Private Markets Outlook 2021
Transformational investing
Triggered by the COVID-19 outbreak and the closing of the economy, private equity activity entered a "risk off" mode between the end of February and May 2020. Sales processes were delayed and global buyout volumes in Q2 2020 plunged by 40% year-on-year. The gap in valuations between what buyers were willing to pay and what sellers expected weighed on activity, on top of the physical distance challenges faced when conducting due diligence and closing transactions during lockdown.
Debt markets have since reopened and capital markets have rebounded. However, investment volumes and valuation levels remain bifurcated across sectors. Resilient, high-margin assets with growth visibility are in high demand and, consequently, trade at premium valuations, often exceeding pre-COVID-19 levels.
The nature of investment opportunities that we are pursuing in a post-COVID-19 environment has not changed but sharpened.
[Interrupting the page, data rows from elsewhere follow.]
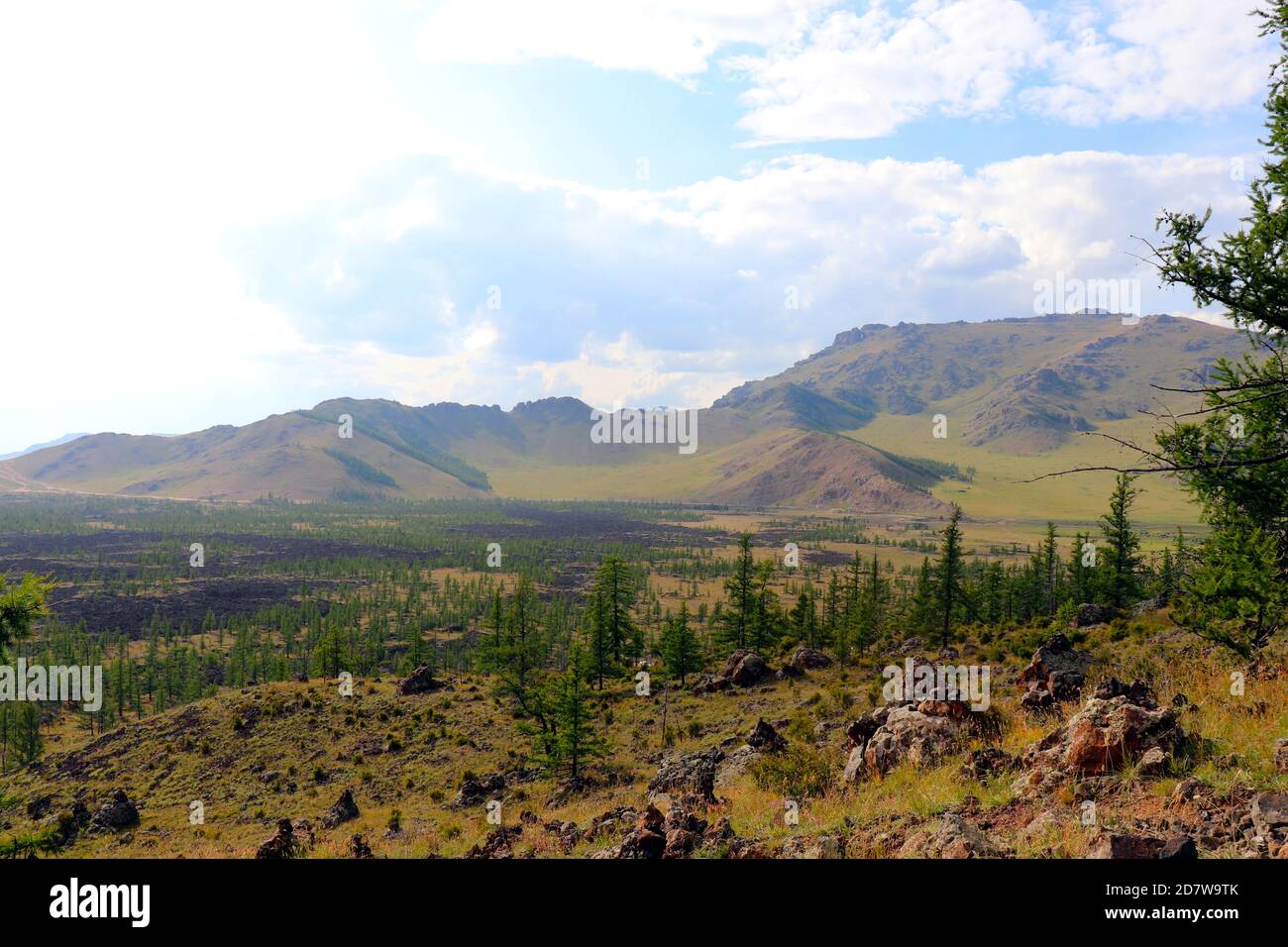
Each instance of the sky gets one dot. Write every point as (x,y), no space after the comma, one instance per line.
(214,213)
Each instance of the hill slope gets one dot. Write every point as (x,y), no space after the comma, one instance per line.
(849,427)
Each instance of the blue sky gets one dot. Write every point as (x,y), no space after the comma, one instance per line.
(217,215)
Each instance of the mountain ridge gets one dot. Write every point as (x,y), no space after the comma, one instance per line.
(1024,386)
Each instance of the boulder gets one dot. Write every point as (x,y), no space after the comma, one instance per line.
(807,660)
(1091,613)
(743,668)
(120,812)
(359,848)
(478,789)
(905,733)
(1057,669)
(498,844)
(986,763)
(812,847)
(648,838)
(953,838)
(343,810)
(695,772)
(1270,815)
(1137,692)
(420,681)
(1179,848)
(1125,845)
(290,840)
(1098,740)
(765,738)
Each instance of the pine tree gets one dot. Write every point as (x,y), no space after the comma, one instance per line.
(572,722)
(613,582)
(681,646)
(948,575)
(1120,583)
(739,609)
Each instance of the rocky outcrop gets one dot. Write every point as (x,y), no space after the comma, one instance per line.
(477,789)
(742,669)
(765,738)
(420,681)
(343,810)
(695,772)
(1056,673)
(1098,740)
(807,660)
(1269,813)
(290,840)
(120,812)
(921,733)
(953,838)
(497,844)
(987,763)
(1090,613)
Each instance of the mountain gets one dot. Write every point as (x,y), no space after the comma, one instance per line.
(62,440)
(850,427)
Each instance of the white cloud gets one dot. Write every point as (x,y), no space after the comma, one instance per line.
(864,75)
(1154,59)
(674,39)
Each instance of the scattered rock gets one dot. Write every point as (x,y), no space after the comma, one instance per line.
(1057,669)
(1179,848)
(812,847)
(742,669)
(1098,740)
(1270,815)
(807,660)
(283,844)
(359,848)
(988,762)
(343,810)
(119,813)
(1137,692)
(953,838)
(765,738)
(478,789)
(648,838)
(695,772)
(420,681)
(905,732)
(1091,613)
(1125,845)
(497,844)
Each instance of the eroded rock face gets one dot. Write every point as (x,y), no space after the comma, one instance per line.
(1096,741)
(807,660)
(742,669)
(420,681)
(290,840)
(120,812)
(695,772)
(480,789)
(921,733)
(765,738)
(1269,813)
(344,809)
(1057,669)
(1090,613)
(953,838)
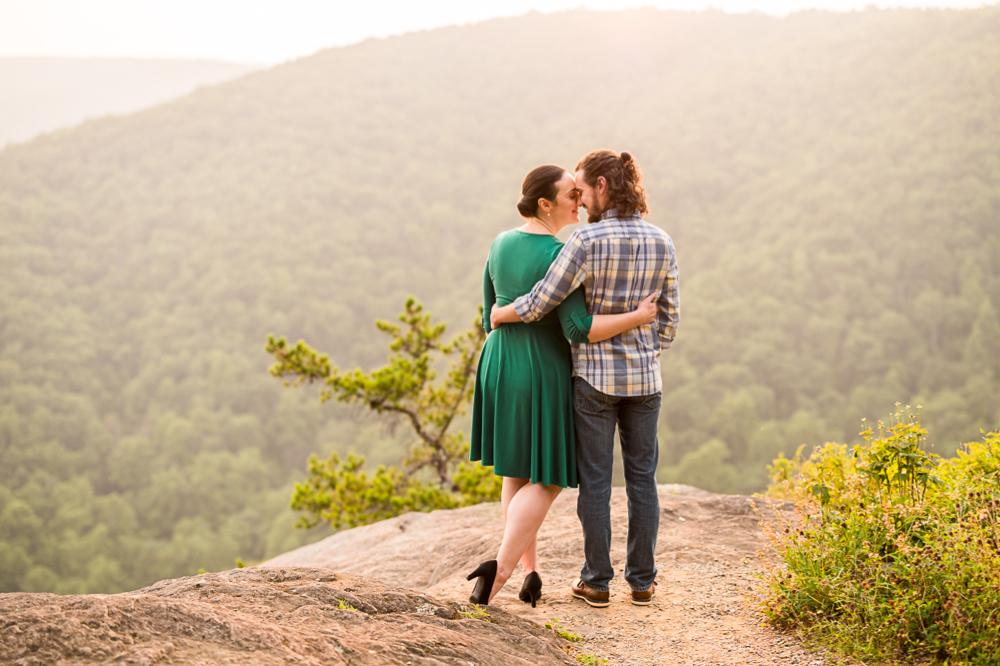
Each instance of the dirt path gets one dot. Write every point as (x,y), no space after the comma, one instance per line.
(699,616)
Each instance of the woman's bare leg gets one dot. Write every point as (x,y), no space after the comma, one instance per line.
(524,514)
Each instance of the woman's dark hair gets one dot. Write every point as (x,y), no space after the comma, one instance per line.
(625,190)
(540,183)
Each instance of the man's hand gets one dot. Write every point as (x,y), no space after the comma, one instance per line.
(504,315)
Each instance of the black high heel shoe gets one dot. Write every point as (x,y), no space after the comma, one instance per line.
(487,575)
(531,589)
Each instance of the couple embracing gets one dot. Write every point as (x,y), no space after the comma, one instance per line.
(575,335)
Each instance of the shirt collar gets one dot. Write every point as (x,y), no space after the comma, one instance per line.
(613,213)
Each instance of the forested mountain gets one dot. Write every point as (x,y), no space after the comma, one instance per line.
(44,94)
(830,181)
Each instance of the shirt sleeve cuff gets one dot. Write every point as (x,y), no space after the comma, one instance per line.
(522,306)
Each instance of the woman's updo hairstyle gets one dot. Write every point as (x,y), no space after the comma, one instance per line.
(540,183)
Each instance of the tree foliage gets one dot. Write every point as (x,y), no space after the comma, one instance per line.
(338,491)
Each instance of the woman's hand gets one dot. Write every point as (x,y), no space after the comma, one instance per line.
(646,312)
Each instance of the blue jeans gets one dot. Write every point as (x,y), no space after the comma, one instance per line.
(596,415)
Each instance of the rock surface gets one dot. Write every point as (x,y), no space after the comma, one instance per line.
(705,555)
(266,615)
(395,593)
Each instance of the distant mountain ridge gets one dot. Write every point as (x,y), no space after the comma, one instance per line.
(829,181)
(40,95)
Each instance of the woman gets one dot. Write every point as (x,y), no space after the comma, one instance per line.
(523,409)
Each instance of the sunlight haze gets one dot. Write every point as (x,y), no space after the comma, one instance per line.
(268,32)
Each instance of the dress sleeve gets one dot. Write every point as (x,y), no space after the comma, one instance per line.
(489,294)
(565,274)
(574,318)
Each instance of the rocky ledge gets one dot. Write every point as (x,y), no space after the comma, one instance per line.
(267,615)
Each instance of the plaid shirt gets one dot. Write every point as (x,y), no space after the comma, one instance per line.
(619,261)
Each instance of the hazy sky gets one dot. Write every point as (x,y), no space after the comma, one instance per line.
(270,31)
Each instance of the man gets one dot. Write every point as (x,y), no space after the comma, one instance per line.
(620,259)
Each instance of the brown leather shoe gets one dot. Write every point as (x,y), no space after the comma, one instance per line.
(592,597)
(644,598)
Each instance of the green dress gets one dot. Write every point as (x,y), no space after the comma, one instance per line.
(522,421)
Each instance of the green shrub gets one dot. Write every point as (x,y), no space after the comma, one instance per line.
(893,554)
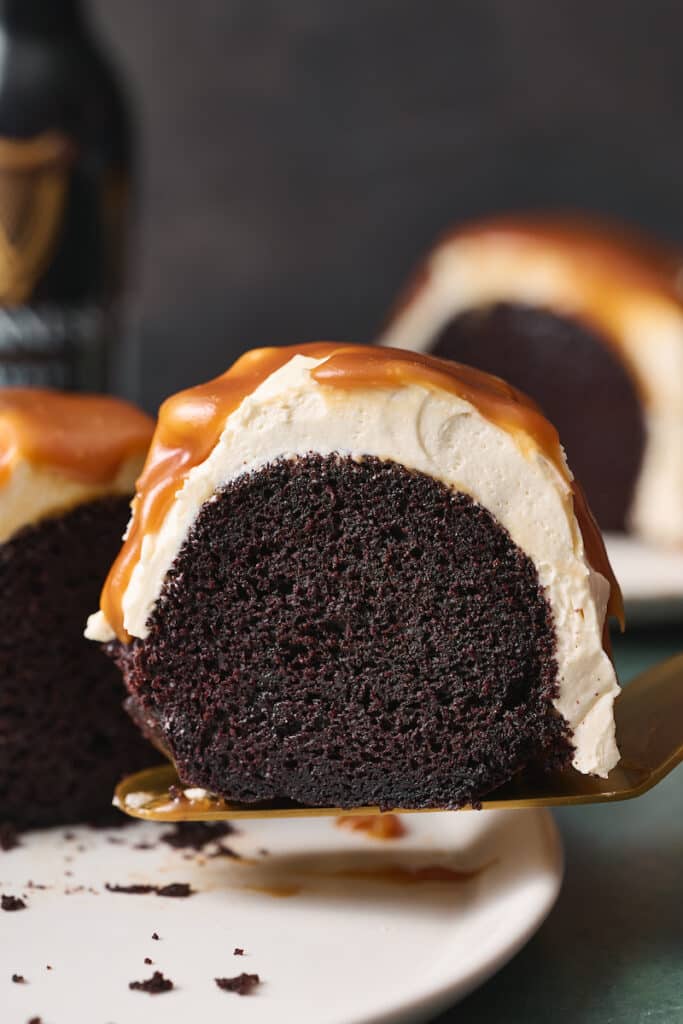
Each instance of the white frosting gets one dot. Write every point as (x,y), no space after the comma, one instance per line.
(473,271)
(444,437)
(35,492)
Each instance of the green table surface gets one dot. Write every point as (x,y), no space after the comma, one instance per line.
(611,950)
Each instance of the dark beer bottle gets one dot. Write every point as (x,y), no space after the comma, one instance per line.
(65,162)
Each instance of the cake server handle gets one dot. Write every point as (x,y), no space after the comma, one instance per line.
(649,731)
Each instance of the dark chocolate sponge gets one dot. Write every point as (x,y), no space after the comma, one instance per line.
(65,738)
(343,633)
(581,385)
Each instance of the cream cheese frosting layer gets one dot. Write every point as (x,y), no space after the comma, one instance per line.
(58,450)
(632,296)
(447,438)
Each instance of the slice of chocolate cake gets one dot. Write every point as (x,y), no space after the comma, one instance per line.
(68,466)
(588,320)
(357,576)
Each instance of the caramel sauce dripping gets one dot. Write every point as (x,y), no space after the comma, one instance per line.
(84,436)
(190,424)
(375,825)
We continue to look for resilient, high cash-flowing assets with above-average profit margins and growth potential driven by secular trends.
This is especially the case for companies that have embraced or are facilitating the transition toward a digitized economy and certain segments within the healthcare sector, with IT software and essential health services being prime examples. At the other end of the spectrum, multiples and investment activity in industries that were severely impacted by the pandemic remain subdued, including client-facing business models reliant on high customer volumes, such as airlines and hospitality. Similarly, highly levered, cyclical businesses require a return premium to compensate for increased uncertainty. We expect this dispersion to continue.
Dynamics within a single sector can vary greatly as has been clearly demonstrated by recent events, depending on whether the business offering of an individual company is client-facing versus remote, digital versus traditional, or bespoke versus off-the-shelf. High-level sector categorizations such as "healthcare" or "consumer" have lost some relevance as a result.
As we look at opportunities, we are focusing on the visibility of organic growth, consolidation potential and downside protection. In this context, we may accept higher prices if we have a strong conviction about future growth resilience.